Considerato che questo romanzo è uscito nel 1934, mi risulta difficile ritenere che non abbia fatto parecchio scalpore, bacchettando in egual misura bigotte e farisei, ignoranti e sapientoni, affrontando tematiche scabrose - per quanto con la tipica vis compica di Chevallier - come la pedofilia ("Il vecchio si interessava delle ragazzine in un modo benevolissimo, tale però che che non si può chiamarlo filantropico"), la corruzione, l'ambizione sfrenata, il tradimento coniugale. Anzi, guardare sotto le sottane e le lenzuola sembra essere stata la principale benzina della creatività di Chevallier. Chevallier non si sottrae dal compito ingrato di criticare ferocemente l'insensatezza della guerra e la stupidità di certi slanci militaristi mai sopiti in Francia.
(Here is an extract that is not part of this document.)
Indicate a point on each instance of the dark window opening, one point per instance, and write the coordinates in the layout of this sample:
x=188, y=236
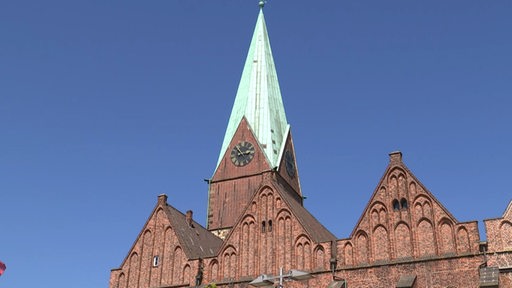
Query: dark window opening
x=396, y=205
x=403, y=203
Alcuni critici ne hanno in qualche modo sminuito l'elegante ironia in quanto eccessivamente diretta e lasciva, ma la forza travolgente della sua prosa, peraltro resa magistralmente nella traduzione originale di Sestilio Montanelli, dovrebbe far scendere a più miti consigli chi abbia espresso giudizi così affrettati.
L'annata memorabile del Beaujolais guarda caso ambientato nell'estate del Beaujolais, poco prima della ricca vendemmia, può essere il perfetto antidoto all'idiozia estiva che impera su larga parte dei mezzi di comunicazione del nostro tempo, un modo intelligente per sorridere e pure per ridere di gusto, nutrendo per una volta anima e mente.